I hope you read this; and when you do, I hope you know that it is about you. I hope you read every word in disbelief that you were ever this horrendous to a girl who just wanted to love you.
The first time you called me fat we were lying in bed. Wrapped up in your arms and a green blanket, I did not allow myself to believe what I was hearing. But then you grabbed my thighs and laughed when your hand would not fit around them, laughed when you saw my stretch marks. Most girls would have walked out, but I went on a diet.
The first time I heard you were telling people about our relationship and how “meaningless” it was to you I was at a party. I shook it off as if it meant nothing to me too but I grabbed a red solo cup to fill the void. Then when you took me home, you talked about how you were in love with another girl and I was her placeholder.
The first time you accused me of being a mean person I was just trying to ask if I was the only one.
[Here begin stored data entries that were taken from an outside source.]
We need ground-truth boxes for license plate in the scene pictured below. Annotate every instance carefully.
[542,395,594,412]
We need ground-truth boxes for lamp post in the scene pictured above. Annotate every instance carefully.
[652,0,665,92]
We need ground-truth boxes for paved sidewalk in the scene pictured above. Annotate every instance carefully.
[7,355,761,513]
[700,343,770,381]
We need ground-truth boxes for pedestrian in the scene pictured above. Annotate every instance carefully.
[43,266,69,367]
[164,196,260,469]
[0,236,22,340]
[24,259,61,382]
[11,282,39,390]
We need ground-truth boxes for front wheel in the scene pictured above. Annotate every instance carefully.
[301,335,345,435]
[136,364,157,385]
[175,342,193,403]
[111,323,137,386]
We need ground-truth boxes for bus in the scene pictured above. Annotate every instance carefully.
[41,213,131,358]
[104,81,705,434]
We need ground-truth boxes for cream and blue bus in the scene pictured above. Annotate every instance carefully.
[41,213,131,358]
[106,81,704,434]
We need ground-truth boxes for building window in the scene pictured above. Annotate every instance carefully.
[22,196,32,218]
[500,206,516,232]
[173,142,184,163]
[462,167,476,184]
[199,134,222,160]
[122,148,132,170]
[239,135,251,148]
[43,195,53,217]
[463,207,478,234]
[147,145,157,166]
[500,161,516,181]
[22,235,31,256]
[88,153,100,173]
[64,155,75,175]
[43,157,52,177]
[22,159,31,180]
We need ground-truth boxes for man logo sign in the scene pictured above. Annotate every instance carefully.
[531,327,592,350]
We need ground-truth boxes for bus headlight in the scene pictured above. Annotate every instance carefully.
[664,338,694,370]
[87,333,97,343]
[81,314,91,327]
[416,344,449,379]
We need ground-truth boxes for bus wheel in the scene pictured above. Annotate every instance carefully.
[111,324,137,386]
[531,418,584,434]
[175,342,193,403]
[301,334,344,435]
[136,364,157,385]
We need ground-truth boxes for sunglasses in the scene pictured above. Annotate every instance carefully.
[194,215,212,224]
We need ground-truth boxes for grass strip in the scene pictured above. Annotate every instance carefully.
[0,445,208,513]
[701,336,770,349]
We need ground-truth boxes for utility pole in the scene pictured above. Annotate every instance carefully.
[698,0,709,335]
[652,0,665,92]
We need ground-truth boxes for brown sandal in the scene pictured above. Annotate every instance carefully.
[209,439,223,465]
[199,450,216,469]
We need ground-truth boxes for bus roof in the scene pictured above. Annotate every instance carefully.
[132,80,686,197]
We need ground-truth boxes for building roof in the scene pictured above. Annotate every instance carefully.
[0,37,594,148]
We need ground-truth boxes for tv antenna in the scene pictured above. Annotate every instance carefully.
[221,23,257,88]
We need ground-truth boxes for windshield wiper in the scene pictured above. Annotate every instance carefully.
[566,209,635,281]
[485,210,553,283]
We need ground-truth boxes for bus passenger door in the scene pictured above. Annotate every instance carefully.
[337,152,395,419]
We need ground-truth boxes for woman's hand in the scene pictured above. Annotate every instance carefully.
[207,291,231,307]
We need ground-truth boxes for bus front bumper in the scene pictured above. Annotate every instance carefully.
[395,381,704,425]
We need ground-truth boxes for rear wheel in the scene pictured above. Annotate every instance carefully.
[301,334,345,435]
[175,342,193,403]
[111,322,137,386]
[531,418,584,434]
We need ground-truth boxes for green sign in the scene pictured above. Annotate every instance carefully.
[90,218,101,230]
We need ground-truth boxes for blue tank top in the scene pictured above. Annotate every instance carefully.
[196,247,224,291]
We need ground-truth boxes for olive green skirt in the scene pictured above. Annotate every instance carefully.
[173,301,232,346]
You told me that there would always be competition and somehow made me feel as if I were even lucky to get a moment alone with you.
The first time you stopped talking to me for weeks was after I admitted a fault and you could not find it in your heart to forgive me. Instead I ended up apologizing and hating myself to the point where I walked on egg shells for you to achieve my own flawlessness that you made me believe I should have.
Several months after our relationship had ended I was told by a friend that you were telling everyone you know that I was a slut.
I have to ask how you so easily look at others with such hatred, yet walk so tall as if you do not carry the sadness of everyone you left behind.
There is nothing I can do to fix you.
There is nothing I can say to make you look at me differently and frankly I do not know if I want to try. I do not know if I want to forgive you for what you have done to me.
Through the nights of crying and the days of walking past you with my head down and my stomach sucked in, I have learned a lesson that will get me through the hardest of times.
There are more of you out there.
There are more people out there who will always dislike me.
Because I am not for everyone.
I could be a vision of perfection and someone like you would still hate me.
I cannot fix myself to please others. I will not change my mind or my body based on your criticism.
I was not created to make you happy.
So, go ahead, read this and laugh thinking that you are a better person than any truth I have written down. Or you can look at this and change who you are and how you love.